Для света княгиня была больна какой-то febris [112] или чем-то вроде застужения, воспаления и т.п., – словом, одною из тех болезней, которыми всегда удобно можно прикрываться.
Около ее постели сидели m-me Шипонина со старшей грацией, сорокалетнею девою, баронесса Дункельт и еще два-три дипломата в юбках – особы все веские, досточтимые, авторитетные и вообще очень компетентные в делах мира сего.
[112]
Лихорадка (лат.).
Князь Дмитрий Платонович, все время не говоривший с женою, только из приличия отправлял к ней ежедневно своего камердинера осведомляться о здоровье.

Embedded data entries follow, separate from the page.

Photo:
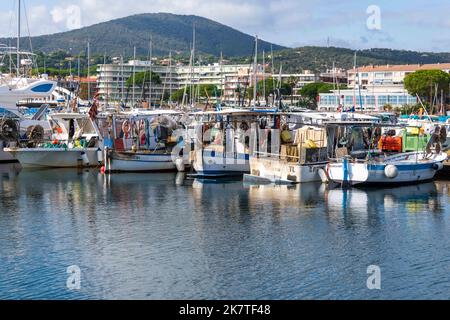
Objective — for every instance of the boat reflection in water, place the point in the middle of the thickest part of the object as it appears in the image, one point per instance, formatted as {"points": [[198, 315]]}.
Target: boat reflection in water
{"points": [[414, 199]]}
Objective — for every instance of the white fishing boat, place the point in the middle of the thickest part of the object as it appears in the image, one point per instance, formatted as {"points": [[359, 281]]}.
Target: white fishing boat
{"points": [[73, 141], [15, 87], [142, 141], [361, 159], [302, 152], [224, 141]]}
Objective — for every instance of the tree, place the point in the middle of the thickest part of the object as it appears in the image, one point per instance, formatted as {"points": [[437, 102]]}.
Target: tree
{"points": [[425, 83]]}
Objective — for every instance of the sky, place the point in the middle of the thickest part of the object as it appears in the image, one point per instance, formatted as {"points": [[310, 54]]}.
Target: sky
{"points": [[422, 25]]}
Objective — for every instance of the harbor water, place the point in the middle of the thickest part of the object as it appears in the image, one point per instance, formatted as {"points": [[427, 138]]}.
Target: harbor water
{"points": [[162, 236]]}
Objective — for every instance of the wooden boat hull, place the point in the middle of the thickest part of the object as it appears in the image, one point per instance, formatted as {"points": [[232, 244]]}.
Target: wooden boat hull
{"points": [[138, 162], [402, 169], [282, 171], [55, 158], [210, 163]]}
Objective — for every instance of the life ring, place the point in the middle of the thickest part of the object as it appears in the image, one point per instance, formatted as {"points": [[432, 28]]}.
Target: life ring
{"points": [[126, 128]]}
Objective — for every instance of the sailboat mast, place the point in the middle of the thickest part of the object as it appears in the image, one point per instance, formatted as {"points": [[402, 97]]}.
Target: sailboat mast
{"points": [[264, 75], [18, 39], [170, 77], [89, 72], [255, 66], [151, 70], [193, 67], [354, 88], [134, 77]]}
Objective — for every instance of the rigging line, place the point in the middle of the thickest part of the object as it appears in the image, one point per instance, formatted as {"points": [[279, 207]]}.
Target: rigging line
{"points": [[29, 36]]}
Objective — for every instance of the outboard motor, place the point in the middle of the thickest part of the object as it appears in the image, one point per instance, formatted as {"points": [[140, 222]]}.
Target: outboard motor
{"points": [[9, 130]]}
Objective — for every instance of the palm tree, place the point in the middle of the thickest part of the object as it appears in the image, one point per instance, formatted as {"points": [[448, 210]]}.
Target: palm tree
{"points": [[292, 82]]}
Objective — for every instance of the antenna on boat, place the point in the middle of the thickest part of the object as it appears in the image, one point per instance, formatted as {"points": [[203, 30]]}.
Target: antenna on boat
{"points": [[18, 38], [89, 72], [255, 66]]}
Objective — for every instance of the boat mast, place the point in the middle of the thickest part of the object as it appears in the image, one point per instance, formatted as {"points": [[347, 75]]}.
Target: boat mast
{"points": [[134, 76], [255, 66], [18, 39], [264, 75], [170, 78], [192, 94], [151, 73], [89, 72], [122, 83], [354, 87]]}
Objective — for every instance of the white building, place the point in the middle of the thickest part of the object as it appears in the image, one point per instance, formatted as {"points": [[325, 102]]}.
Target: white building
{"points": [[388, 75], [232, 80], [365, 100]]}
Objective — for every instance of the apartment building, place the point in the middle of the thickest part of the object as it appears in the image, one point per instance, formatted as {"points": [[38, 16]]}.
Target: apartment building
{"points": [[232, 80]]}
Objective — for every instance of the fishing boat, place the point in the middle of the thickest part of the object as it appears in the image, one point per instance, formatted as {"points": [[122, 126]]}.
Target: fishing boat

Теперь же он в первый раз нашел нужным прийти к ней лично – потому, нельзя же: княгиня уже принимала своих приятельниц.
– Как вы чувствуете себя нынче? – спросил он, вежливо целуя ее руку и с видом участия – в той, однако, дозе, насколько это было нужно и прилично.
– Сегодня мне гораздо лучше, – мило ответила княгиня, и мило опять-таки настолько, насколько могло это быть допущено в приличном супружестве.
– Пароксизм не возобновлялся? – с заботливым участием продолжал Шадурский.
– Благодаря бога, нет… Садитесь и слушайте, – предложила ему супруга, указывая на кресло у своих ног. – Мне сообщают чрезвычайно интересные новости.
– Ах, да, да! это ужасно, это невообразимо! – говорил ареопаг компетентных судей. – Мы говорили о скандале…
– Да! скажите, пожалуйста, что это такое? – любопытно подхватил Шадурский. – Я слышал кое-что, но, признаюсь, никак не могу поверить.
– Можете не только верить, но даже веровать, как в истину, – докторальным тоном заметил один из дипломатов в юбке.
– Неужели же правда? – воскликнул Шадурский, растягивая в знак удивления свою физиономию, которая так и блистала в это мгновение могучим чувством непогрешимого достоинства.
– К стыду и к несчастью – правда! – отчетливо сказала Шипонина, печально покачав головой. – Я сама видела несчастную мать, сама читала письмо.
Замечательно, что сей достопочтенный ареопаг, говоря о скандале, не только не объяснил, в чем он заключается, но даже в разговоре между собою избегал самого слова «скандал», заменяя его безличными местоимениями то и это. Может быть, «ужасность» самого «проступка», а может, и присутствие сорокалетней девственницы связывали ареопагу органы болтливости.